Hello, One of our users reported that using scontrol top does not function as expected for moving many (~4,000) jobs to the top of the queue. He was able to the change the priority of the first few jobs as expected, but then received error messages like this: "Job is in held state, pending scheduler release for job XYZ." The jobs that were not moved to the top of the queue went into JobHeldAdmin state and could not be released by the user with scontrol: scontrol release 589820 Access/permission denied for job 589820 slurm_suspend error: Access/permission denied To alleviate this issue, he came up with a complex work-around, which checks that "last job to be sent to the top of the queue has run" before going to the next one. As this is not an optimal solution, are there any suggested methods for moving thousands of jobs to the top of a queue? Thanks! Kathleen
This is a known limitation of the current 'scontrol top' limitation. Unfortunately, it wasn't designed for the use case you see to have applied here - it was meant for an occasional override, and not for constant usage. I'll note that this does not move jobs "to the top of the queue"; it works by setting the priority of all other jobs under your account lower than the "top" job. A side-effect of the current implementation is leading to the priority of those held jobs being zero - which is equivalent to an AdminHold internally. I'll look into patching that behavior, but I expect to have a more robust implementation in place for the 17.11 release in November. (Bug 3653 will track our progress on this, although we've been discussing it internally for some time before.)
I'd guess there wasn't a large enough range of job priorities to order all of his jobs. If his highest priority job is, say 100, there's no way to priority order more than 99 of his jobs (priority zero is designed to hold jobs) without raising the priority of some of his jobs, which this command does not do. What it does do is alter the job's "nice" value in Slurm so as to 1. Not increase the priority of his highest priority job 2. Maintain an overall constant sum of job priorities for the user The job priority is a 32-bit field, I'd suggest that you increase the PriorityWeight factors in slurm.conf by several orders of magnitude to make use of more of that 32-bit range of priorities. Judging from your message, there appears to also be some bug in Slurm's priority calculations which fails to prevent jobs from going to priority zero (held).
Created attachment 4291 [details] Prevent job priorities from being set to zero/held when "scontrol top" command run I was able to reproduce the problem reported and the attached patch fixes it.
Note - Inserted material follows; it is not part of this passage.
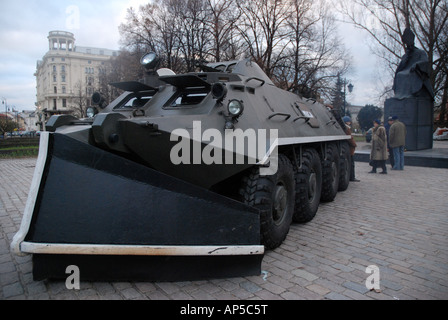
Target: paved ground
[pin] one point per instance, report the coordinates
(397, 222)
I'd like to install this on your system Wednesday.
Created attachment 4292 [details] An additional patch for main scheduler loop running so long
(In reply to Moe Jette from comment #6) > Created attachment 4292 [details] > An additional patch for main scheduler loop running so long Kathleen, I'm not sure this will fix the problem with the message timeouts. What would probably be best is if you can 1. note when you next see a message timeout 2. save the slurmctld log file around that time period 3. run sdiag and save that output 4. Open a new bug and attach the logs I'm particularly concerned about the main scheduling logic running for 15+ seconds at a time and don't see how that can happen
Closing bug. The patch is available in Slurm version 17.02.2.